There seems to be a gap between what you can do and what you will do. Altering your active weapon (the gun you whip up with B) on the fly lets you mix swords, revolvers and shotguns into a balletic spectacle, but it doesn’t come easily. Our fighting style is more of a flailing dust cloud with the odd bullet ricocheting out into a nearby fence. Getting your head around hot-swapping and using lock-on to your advantage is tricky in a way Wii games rarely are – a scheme to be mastered, rather than waggled through.

Ubisoft is keen to give you space to master these controls.
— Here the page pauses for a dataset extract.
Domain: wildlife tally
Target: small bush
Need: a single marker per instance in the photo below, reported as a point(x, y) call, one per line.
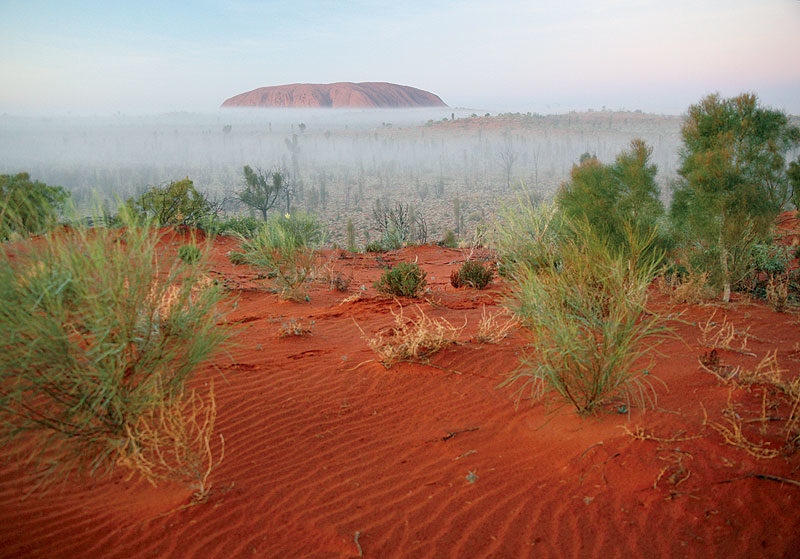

Not open world, but far from linear, Red Steel 2 is built around a hub system – missions take place in maps accessed from a few central locations, such as a canyon-based mining outfit. From here you select mission order, take side missions or just go looking for a scrap. Vandenberghe says he’s a big fan of replay incentive – a hint of a challenge mode, perhaps, albeit one nipped in the bud by a silencing look from the PR babysitter.

Fans of the original Red Steel (and by fans we mean victims) will recognise seeds planted there grown to fruition here. In Red Steel, Harry’s Bar let you pick the order of four – count ’em! – missions; a scheme dwarfed by Red Steel 2’s freedom (it’s suggested you can enter levels even if you have no objectives there). More interestingly, stints in the Otori Dojo learning sword combos have become safe house visits with purchasable upgrades.

In canyon-land, local gun nut Sheriff Judd welcomes you into his shack to exchange gold for weapon upgrades: damage, ammo capacity, decreased reloads… (We’re hoping Vandenberghe’s verbal sound effects will be unlockable.) Katana fans can fork out for power moves (advanced sword techniques): the aforementioned eagle lift is the first, joined now by shockwave – a kind of samurai force push. We’re sure you’ll find creative ways of combining it with those steep canyon walls.

Although you should spare a thought for Vandenberghe as you send men screaming into the abyss. Being an American on a largely French team, he’s seen his vocal talents hijacked for dialogue and death gargles. “I spend most of the time killing myself in combat,” he tells us melancholically.